Redner(in): Angela Merkel
Datum: 11. November 2014

Anrede: Sehr geehrter Herr Präsident Fischer, meine Damen und Herren,
Quelle (evtl. nicht mehr verfügbar): https://www.bundesregierung.de/Content/DE/Rede/2014/11/2014-11-11-merkel-branchentag.html


Liebe Kolleginnen und Kollegen aus dem Deutschen Bundestag,

Ich freue mich, heute bei Ihnen zu sein. Wir alle haben am letzten Wochenende den 25. Jahrestag des Falls der Mauer gefeiert. Was am 17. Juni 1953 noch von sowjetischen Panzern blutig niedergeschlagen wurde, konnte am 9. November 1989 nicht mehr aufgehalten werden. Sie erinnern sich, wie viele Menschen im Sommer und Herbst des Jahres 1989 protestiert haben und wie sich dann die Ereignisse entwickelt haben.
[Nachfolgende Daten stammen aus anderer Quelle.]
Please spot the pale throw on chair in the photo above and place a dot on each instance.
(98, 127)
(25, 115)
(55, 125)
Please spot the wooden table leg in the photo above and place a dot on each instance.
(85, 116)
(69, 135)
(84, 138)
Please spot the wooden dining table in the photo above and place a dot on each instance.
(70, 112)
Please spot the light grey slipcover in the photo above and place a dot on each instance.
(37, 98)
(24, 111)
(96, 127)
Am 9. November 1989 hat sich mit dem Fall der Mauer ein Freiheitstraum verwirklicht. Jeder von Ihnen ich natürlich auch weiß, was wir an diesem Tag gemacht haben.
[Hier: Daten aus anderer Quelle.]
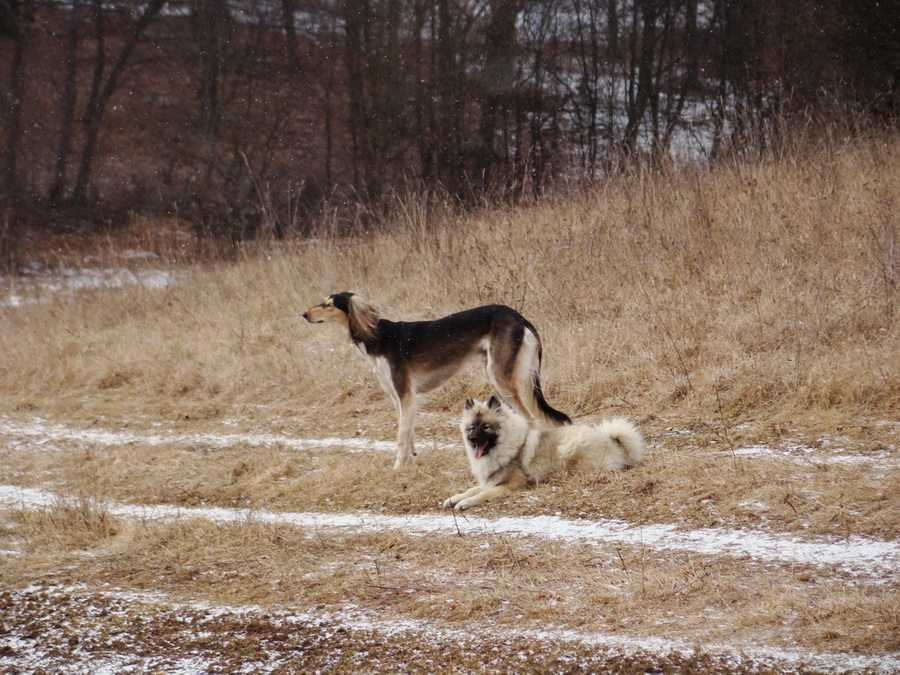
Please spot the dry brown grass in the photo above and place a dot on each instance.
(512, 582)
(760, 291)
(750, 303)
Mit diesem Datum hat sich unser aller Horizont erweitert. Und das hat auch für das deutsche Hotel- und Gaststättengewerbe große Auswirkungen gehabt. Von der Küste in Mecklenburg-Vorpommern bis zum Thüringer Wald, von der Sächsischen Schweiz bis zum Erzgebirge, Dresden, Leipzig, Weimar, der Osten Berlins all das wurde aus westlicher Sicht wiederentdeckt. Ich denke, zumindest die Hoteliers in Berlin müssten am letzten Wochenende wirklich zufrieden gewesen sein Mehrwertsteuer hin oder her oder rauf oder runter.
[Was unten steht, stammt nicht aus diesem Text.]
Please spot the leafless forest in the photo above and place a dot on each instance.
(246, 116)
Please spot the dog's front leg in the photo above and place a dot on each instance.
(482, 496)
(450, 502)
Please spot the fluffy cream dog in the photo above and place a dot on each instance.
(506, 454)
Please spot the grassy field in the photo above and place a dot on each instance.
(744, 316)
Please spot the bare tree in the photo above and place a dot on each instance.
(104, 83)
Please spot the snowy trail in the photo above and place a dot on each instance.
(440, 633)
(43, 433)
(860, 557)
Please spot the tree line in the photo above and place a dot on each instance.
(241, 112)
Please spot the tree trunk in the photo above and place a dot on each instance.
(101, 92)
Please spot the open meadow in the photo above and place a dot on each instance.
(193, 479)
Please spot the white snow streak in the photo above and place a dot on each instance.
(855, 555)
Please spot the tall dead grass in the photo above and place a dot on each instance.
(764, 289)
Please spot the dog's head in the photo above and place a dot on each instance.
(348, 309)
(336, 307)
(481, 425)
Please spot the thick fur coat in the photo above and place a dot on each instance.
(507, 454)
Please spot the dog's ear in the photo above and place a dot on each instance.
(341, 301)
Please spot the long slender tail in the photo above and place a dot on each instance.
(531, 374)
Mit der Wiedervereinigung setzte ein riesiger Boom ein. Ohnehin ist Deutschland insgesamt als Reiseland attraktiver geworden. Ich habe es in meinem Videopodcast anlässlich Ihrer Tagung nochmals gesagt: Wir sind nach Spanien inzwischen das zweitbeliebteste Reiseland in Europa. Viele deutsche Urlauberinnen und Urlauber bleiben hierzulande. Aber nicht nur sie sind treu, sondern man kann auch sagen: Ihre Kunden insgesamt sind treu und freuen sich über gute Angebote für Reisen in und nach Deutschland. Das ist ein Riesenerfolg. Dafür der ganzen Branche ein herzliches Dankeschön.

Der Boom des Inlandstourismus und dass die Menschen ihre Heimat wiederentdecken das hat auch etwas mit der Deutschen Einheit zu tun. Sie wissen, dass zu meinem Wahlkreis der Darß, die Insel Rügen, die Hansestädte Stralsund und Greifswald gehören. Wir hatten in diesem Jahr im Norden das beste Wetter, was nicht immer vorkommt. Deshalb ist die Stimmung dort eigentlich auch recht gut.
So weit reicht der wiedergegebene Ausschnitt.